I wouldn’t say that anything in particular interests me. I began painting this figure because there were emotions I couldn’t understand and a feeling that was very difficult for me to process. This character emerged during a very complicated moment in my life, and the act of making it—and remaking it, repeating it again and again—meant that, during the process, I didn’t feel quite so alone. At the same time, it kept me fresh and connected me to an inner child who was broken at that moment, helping me get through the experience in a slightly less bitter way.
There is a strong affective dimension in your work, but also a calculated distance, a kind of formal coldness. What role does this tension between emotion and restraint play?
I couldn’t say exactly what role that tension plays. My painting is rooted in the autobiographical, in memory, and in situations I have lived through that were quite traumatic for me. Perhaps, as a protective mechanism—to prevent direct access to that vulnerability, or to keep it from becoming harmful—that distance appears unconsciously. It is not something planned or controlled; it simply emerges and remains there.
Your visual language oscillates between the naïve and the unsettling, the familiar and the strange. How do these tensions coexist for you, and what function do they serve in your visual exploration?
I think it reflects who I am. One could not exist without the other. The naïve could not exist without the unsettling; for me, they necessarily go hand in hand. I am deeply drawn to mystery and to the act of painting things that even I do not fully understand. Many of the expressions or portraits I create emerge from the unconscious; they are not planned. It is only afterwards that I begin to understand them—and almost never immediately. A considerable amount of time always passes before I can recognize how I was feeling at the moment I made them.
The formal simplicity of your images does not seem to be a matter of economy, but of concentration. What kind of aesthetic truth do you believe painting can reach when it strips itself of everything superfluous?
I couldn’t say what aesthetic truth lies behind that simplicity. What I do know is that it is something I need in order to feel calm. I feel overwhelmed when there are too many elements in a painting, and I have always been drawn to the minimal—to moments when there is little, when there is almost nothing. I believe that this stripping away allows me to approach painting from a different state: more focused, more silent. I can’t fully explain it, but it is there that I feel able to work with greater clarity.
To what extent do you plan your work, and how much space do you leave for the unexpected—or even for mistakes?

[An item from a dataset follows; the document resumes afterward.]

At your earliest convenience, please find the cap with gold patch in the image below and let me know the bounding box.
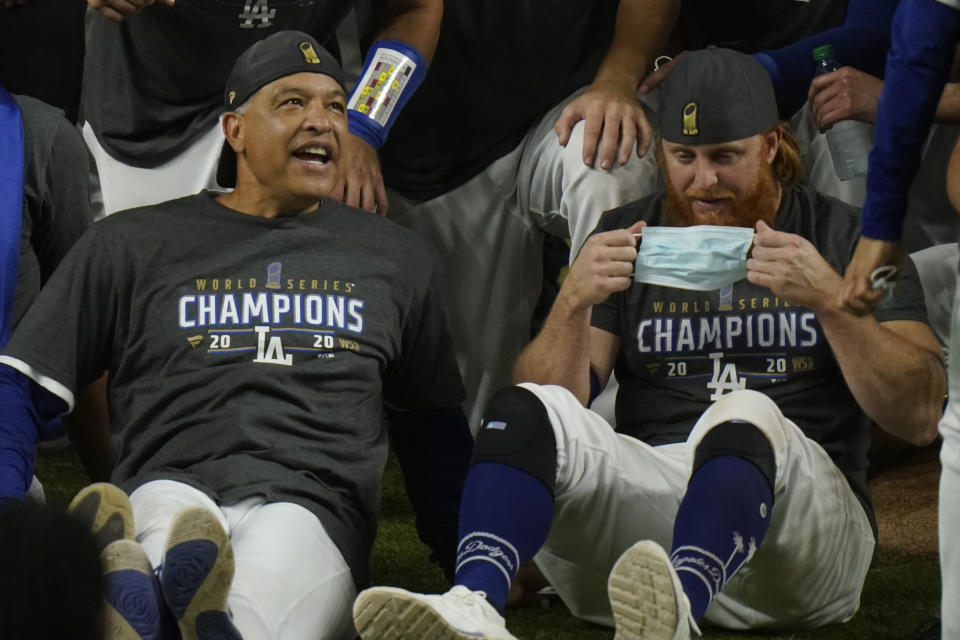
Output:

I usually feel more comfortable leaving space for the unexpected. I am interested in uncertainty; having everything under control strikes me as rather boring. I have tried it on some occasions, especially when I set out to work on a highly planned series, with fixed sketches that I then wanted to translate into painting, but it was not something I identified with. I felt that a fundamental part of the process disappeared: play—that space in which painting can surprise even myself. For that reason, I do not tend to plan too much, and when I do, it is in a very simple way: a few lines, a plane of color. I prefer everything to happen within the painting itself.